Fewer than a dozen films open this weekend, and next week is relatively thin because of the Thanksgiving blockbusters — so I get a little breathing space. That’s real nice.
Brooklyn: Saiorse Ronan’s performance as an Irish lass who emigrates to America in the early 1950s has been building some serious Oscar buzz since Sundance; I just wish the film around her was stronger. Glenn was a bit more forgiving.
Drone: Too many documentaries package their message in self-important urgency. Here’s one that simply lays its cards on the table, knowing that’s enough to scare the crap out of you.
Haida Gwaii: On the Edge of the World: The peninsula of islands off the coast of British Columbia, and the people who live there, are given a most admiring tribute by filmmaker Charles Wilkinson. And I can see why.
The Hunger Games: Mockingjay Part 2: The final chapter! The last battle! About goddamn time! Seriously, Jennifer Lawrence is always a live-wire performer, but there’s no reason this movie needed to be two and a quarter hours long. Susan is similarly exasperated.
In Jackson Heights: At the age of 85, Frederick Wiseman’s latest demonstrates the stamina and an empathy of a filmmaker a third his age, capturing a Queens neighborhood in all of its messy, good-natured glory.

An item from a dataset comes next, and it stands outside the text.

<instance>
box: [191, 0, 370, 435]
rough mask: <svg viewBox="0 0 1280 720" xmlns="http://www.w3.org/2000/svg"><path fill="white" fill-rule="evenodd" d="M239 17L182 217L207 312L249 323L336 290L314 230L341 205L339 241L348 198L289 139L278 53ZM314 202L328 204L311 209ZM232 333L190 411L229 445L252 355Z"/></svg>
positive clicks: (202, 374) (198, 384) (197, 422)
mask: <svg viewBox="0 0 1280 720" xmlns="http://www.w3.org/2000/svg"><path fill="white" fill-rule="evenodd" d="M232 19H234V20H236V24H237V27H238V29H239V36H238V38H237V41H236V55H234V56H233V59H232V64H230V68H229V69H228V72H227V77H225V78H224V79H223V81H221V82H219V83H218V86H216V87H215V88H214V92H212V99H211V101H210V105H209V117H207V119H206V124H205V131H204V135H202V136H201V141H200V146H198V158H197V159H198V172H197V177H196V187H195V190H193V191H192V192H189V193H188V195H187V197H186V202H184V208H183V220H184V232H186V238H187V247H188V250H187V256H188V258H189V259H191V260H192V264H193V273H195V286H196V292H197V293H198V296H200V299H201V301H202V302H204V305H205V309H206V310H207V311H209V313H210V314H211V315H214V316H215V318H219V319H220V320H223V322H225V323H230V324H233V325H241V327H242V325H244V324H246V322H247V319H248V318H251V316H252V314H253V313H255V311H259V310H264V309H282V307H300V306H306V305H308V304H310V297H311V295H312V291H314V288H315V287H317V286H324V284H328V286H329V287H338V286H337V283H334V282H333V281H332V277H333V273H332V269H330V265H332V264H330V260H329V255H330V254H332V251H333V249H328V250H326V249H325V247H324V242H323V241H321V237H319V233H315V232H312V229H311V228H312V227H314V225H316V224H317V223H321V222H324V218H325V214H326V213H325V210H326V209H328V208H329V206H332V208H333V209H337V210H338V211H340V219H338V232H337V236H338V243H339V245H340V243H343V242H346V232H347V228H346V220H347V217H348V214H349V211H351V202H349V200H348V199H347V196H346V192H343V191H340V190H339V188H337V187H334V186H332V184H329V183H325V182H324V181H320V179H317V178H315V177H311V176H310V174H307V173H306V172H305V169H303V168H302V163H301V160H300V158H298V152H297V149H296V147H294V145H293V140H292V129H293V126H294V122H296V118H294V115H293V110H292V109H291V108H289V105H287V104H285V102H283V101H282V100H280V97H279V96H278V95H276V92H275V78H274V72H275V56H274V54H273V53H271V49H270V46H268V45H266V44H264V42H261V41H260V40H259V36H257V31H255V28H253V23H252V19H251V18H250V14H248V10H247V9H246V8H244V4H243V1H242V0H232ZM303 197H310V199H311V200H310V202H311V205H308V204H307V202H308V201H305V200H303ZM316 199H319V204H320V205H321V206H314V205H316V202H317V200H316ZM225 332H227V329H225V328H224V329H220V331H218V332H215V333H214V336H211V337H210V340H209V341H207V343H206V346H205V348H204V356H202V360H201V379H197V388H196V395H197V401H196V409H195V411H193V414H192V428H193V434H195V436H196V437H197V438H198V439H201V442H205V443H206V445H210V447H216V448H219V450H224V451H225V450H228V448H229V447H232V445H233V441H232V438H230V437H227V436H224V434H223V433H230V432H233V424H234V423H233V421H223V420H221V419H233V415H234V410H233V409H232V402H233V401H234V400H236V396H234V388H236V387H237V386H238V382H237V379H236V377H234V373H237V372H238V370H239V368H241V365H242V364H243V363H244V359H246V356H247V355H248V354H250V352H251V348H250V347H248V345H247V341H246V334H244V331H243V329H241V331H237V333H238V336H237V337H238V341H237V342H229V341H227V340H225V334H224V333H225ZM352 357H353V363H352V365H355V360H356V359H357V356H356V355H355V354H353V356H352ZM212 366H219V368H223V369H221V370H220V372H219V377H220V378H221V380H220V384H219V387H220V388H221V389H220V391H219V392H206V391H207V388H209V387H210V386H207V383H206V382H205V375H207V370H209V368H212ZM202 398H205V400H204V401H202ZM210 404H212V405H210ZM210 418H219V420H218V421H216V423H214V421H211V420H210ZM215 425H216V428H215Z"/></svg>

Man Up: As two random Londoners who find themselves enjoying a most convoluted date, Lake Bell and Simon Pegg are so great together that you’ll forgive an awful lot of the script’s sillier notions.
The Night Before: Seth Rogen and Joseph Gordon-Levitt reunite with 50/50 director Jonathan Levine — and bring Anthony Mackie along — for a goofy holiday romp in which ridiculous things collide with serious things, just like life. (Less likely to happen in life: General Zod being the weed guy for the Green Hornet, the Falcon and Robin.)
Peggy Guggenheim: Art Addict: In which Susan appreciates Lisa Immordino Vreeland’s appreciation of her subject — but only to a point.
Secret in Their Eyes: Juan Jose Campanella’s Oscar-winning political thriller was so slick that a Hollywood remake was inevitable; Susan says Billy Ray does a decent job, but the result is still a pale imitation.
And that will carry us into the weekend. Stay warm, everyone!